Alexandre Ferreira apontou a situação de insegurança jurídica que os moradores do Estoril II e III enfrentam após a decisão do Tribunal de Justiça de São Paulo (TJSP) ter considerado inconstitucional a Lei Municipal n.º 7.027, de 2017, que ampliava os corredores comerciais de parte da avenida Comendador José da Silva Martha. O questionamento da lei partiu dos moradores do local que eram contrários à expansão do corredor. Zéphilo Grizoni Neto contrapôs os argumentos de Alexandre Ferreira, dizendo acreditar que o aumento do corredor comercial no bairro não prejudicaria a vida dos moradores.

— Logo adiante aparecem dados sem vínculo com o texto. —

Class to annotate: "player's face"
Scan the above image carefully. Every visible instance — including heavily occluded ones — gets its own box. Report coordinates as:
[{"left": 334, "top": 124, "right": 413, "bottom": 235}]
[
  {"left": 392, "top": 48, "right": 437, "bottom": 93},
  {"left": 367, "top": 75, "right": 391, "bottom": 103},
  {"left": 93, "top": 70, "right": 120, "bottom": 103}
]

Nelson Fio criticou a discussão da Luos ser anterior a revisão do Plano Diretor do município. “Só nessa cidade que isso acontece”, pontuou o munícipe, pedindo que a população seja mais incluída nos debates sobre esses temas.
Ricardo Alexandre Pereira pontuou a necessidade de que a legislação em discussão considere as características específicas de cada bairro da cidade.
Ao fim da Audiência Pública, Mané Losila reiterou a importância de discussões como esta, colocando seu gabinete à disposição daqueles que tiverem dúvidas sobre a proposta.